Apple and Ericsson battle it out over patent royalties


$1 trillion value
Plenty of money's at stake in the latest lawsuit Apple is wrapped up in. Photo: Pierre Marcel/Flickr CC
Photo: Pierre Marcel/Flickr CC

Ericsson’s former CEO has gone on the record as saying his company should have taken the iPhone more seriously when it arrived back in 2007. Today, everyone takes the iPhone seriously — and there are the lawsuits to prove it.

In the latest of these, Apple and Ericsson are suing each other after failing to come to an agreement about the pricing of Ericsson-owned patents used by Apple.

Apple is claiming Ericsson is chasing excessive royalty rates, while Ericsson is holding out for more cash.

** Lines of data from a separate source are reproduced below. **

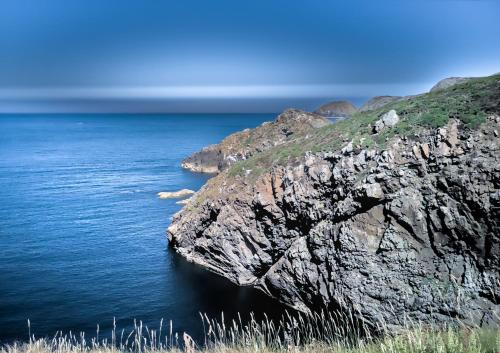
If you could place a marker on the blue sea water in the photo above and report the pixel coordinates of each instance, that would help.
(82, 232)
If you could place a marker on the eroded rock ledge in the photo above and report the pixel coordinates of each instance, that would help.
(412, 229)
(405, 229)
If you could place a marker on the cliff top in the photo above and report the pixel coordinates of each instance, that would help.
(469, 101)
(337, 109)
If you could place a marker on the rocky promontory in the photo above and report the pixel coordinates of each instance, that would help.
(391, 223)
(241, 145)
(337, 109)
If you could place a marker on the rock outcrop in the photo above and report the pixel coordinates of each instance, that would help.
(449, 82)
(408, 229)
(389, 119)
(241, 145)
(337, 109)
(175, 194)
(378, 102)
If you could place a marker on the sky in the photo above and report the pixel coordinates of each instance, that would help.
(232, 55)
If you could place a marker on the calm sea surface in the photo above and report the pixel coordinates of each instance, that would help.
(82, 233)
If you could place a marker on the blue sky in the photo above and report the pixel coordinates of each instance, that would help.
(219, 55)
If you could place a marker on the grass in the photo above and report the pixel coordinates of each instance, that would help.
(302, 334)
(469, 102)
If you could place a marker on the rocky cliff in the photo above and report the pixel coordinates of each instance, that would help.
(337, 109)
(392, 223)
(241, 145)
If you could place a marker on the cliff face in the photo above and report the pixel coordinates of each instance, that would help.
(241, 145)
(390, 224)
(337, 109)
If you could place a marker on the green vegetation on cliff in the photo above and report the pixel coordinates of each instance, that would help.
(469, 102)
(315, 334)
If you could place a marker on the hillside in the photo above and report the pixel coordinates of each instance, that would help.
(393, 211)
(337, 109)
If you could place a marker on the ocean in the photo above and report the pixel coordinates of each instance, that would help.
(82, 232)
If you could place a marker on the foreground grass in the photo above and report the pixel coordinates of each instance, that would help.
(318, 334)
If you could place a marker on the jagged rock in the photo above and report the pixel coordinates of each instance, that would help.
(379, 102)
(175, 194)
(369, 231)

And when you’re talking about a handset like the iPhone 6, which sold upwards of 10 million units in its first weekend, who can blame it for trying?

“Ericsson seeks to exploit its patents to take the value of these cutting-edge Apple innovations, which resulted from years of hard work by Apple engineers and designers and billions of dollars of Apple research and development — and which have nothing to do with Ericsson’s patents,” Apple noted in its complaint.

Ericsson, meanwhile, is complaining to a district court in Texas, which it is asking for a verdict that its fees are fair.

The central disagreement in the lawsuit comes down to whether Apple should pay royalties based on the price of its entire device. Since Apple charges a premium for its devices, Ericsson wants more money — despite the fact that Apple points out that its higher price point relates to other features of its iOS devices, many which have nothing whatsoever to do with Ericsson.

“We’ve always been willing to pay a fair price to secure the rights to standards essential patents covering technology in our products,” Apple spokeswoman Kristin Huguet told Bloomberg. “Unfortunately, we have not been able to agree with Ericsson on a fair rate for their patents so, as a last resort, we are asking the courts for help.”